No driver at the wheel: what happens when a trustee loses capacity?

As our population ages, individuals are more frequently losing decision-making capacity and unable to manage their own affairs for longer periods of time.

Where an individual who holds a controlling role in a trust loses decision-making capacity, there can be serious implications for the day-to-day management and succession of the trust, especially where the individual is the sole trustee or sole director of a Corporate Trustee.

The result can be a trust with no “driver at the wheel” and no option but to make an application to the Supreme Court to address the situation – an expensive solution that can often be avoided with proper planning for incapacity as part of a comprehensive estate plan.

Roles in a Trust

The persons holding controlling roles in trusts are important and have different duties. These roles can be filled by companies or individuals.

The controlling roles in a trust usually are:

  1. The Trustee – who has day to day control.
  2. The Appointor – who has the power to appoint and replace the trustee.
  3. The Guardian – who has to consent to the trustee exercising certain powers.

Individual Trustees

Trust deeds – particularly older ones – usually say how control of the trust is passed when a sole trustee dies, but often do not consider what happens when a sole trustee loses decision-making capacity.

It is common in discretionary trusts for a sole trustee to also hold the power to appoint a new or additional trustee in a Trust Deed, or for the trustee and appointor to be the same person. As a trustee must act personally and cannot delegate their responsibilities to others, then depending on the trust deed, this may mean the incapacitated trustee’s attorney has no power to remove the incapacitated trustee and appoint a replacement one.

The Trustee Act

While section 28 of the Trustee Act 1958 (Vic) (Trustee Act) does permit the appointment of an agent “to transact any business or to do any act required to be transacted or done in the execution of a trust”, this is not generally regarded as extending to an attorney being able to exercise the power to appoint or remove a trustee and is often insufficient, on its own, to allow an attorney to make day-to-day decisions about the trust’s management.

Where a trustee is “unfit to act”, section 41 of the Trustee Act allows the appointor or any continuing trustees or the personal representative of the last surviving trustee to appoint a new trustee. However, the definition of “personal representative” does not extend to an attorney of a person who is alive but is incapacitated. Therefore, if the incapacitated person is the trustee and appointor, there may be nothing their attorney can do to appoint a new trustee until the incapacitated trustee dies and their executor can exercise the power.

When there is no other way to remove an incapacitated trustee (which is increasingly common), the only option may be to make an application to the Supreme Court of Victoria to appoint a new trustee.

Section 48 of the Trustee Act gives the Court the power to appoint a new trustee in substitution for, or in addition to, any existing trustee/s when it is “expedient to do so” and it is “inexpedient, difficult or impracticable” to do so without the assistance of the Court.
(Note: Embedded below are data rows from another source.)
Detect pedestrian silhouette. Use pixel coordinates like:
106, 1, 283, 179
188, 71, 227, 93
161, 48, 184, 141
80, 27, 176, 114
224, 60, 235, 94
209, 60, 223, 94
If the situation has arisen where a trustee has lost capacity and there is no other mechanism to appoint a new one, the Supreme Court will usually agree it is not appropriate for a trust to be left without a trustee and will provide assistance.

Corporate Trustees

Where a company is the trustee, it is important to review its constitution and consider:

  1. What are the voting rights of the directors?
  2. Who are the shareholders and what proportion is required to alter the directorship? Can this result in a minority shareholder being effectively excluded from the decision-making process?
  3. How many shares do each of the shareholders have? Many constitutions require that in the event of jointly held shares, only the first named person is entitled to have their vote count. This can be relevant where multiple executors or attorneys take up shares on behalf of the original shareholder.
  4. Are there any other agreements that impact on the trust’s assets (e.g. – business succession agreements, shareholder’s agreements)?

If a trustee company with a sole director loses decision-making capacity, then, subject to the provision of the company’s constitution, section 201F of the Corporations Act 2001 (Cth) allows the director’s personal representative to appoint a new director. Personal Representative can mean the sole director’s attorney. As such, should an individual who is the sole director of a trustee company have a validly appointed attorney, this attorney may be able to appoint a replacement director.

How can you plan to avoid the need for an application to the Court appointing a new trustee?

For existing trusts – it is critical that legal assistance is sought to review the trust deed and, subject to tax and duty considerations, the trust deed and/or constitution amended to account for the situation where a person in a controlling role loses capacity.

It may also be appropriate to consider whether special conditions need to be included in a financial power of attorney, or whether a deed of succession is required to appoint alternate trustees upon incapacity.

For new trusts – it is critical that the trust deed provides a mechanism for what happens if a trustee loses decision making capacity.

Consideration of what will occur upon the loss of capacity of a trustee (or controller of a trustee) plays a vital role in a comprehensive estate plan. If care is not taken to address this issue, then even the best laid estate plans could be unravelled by the time the trustee dies.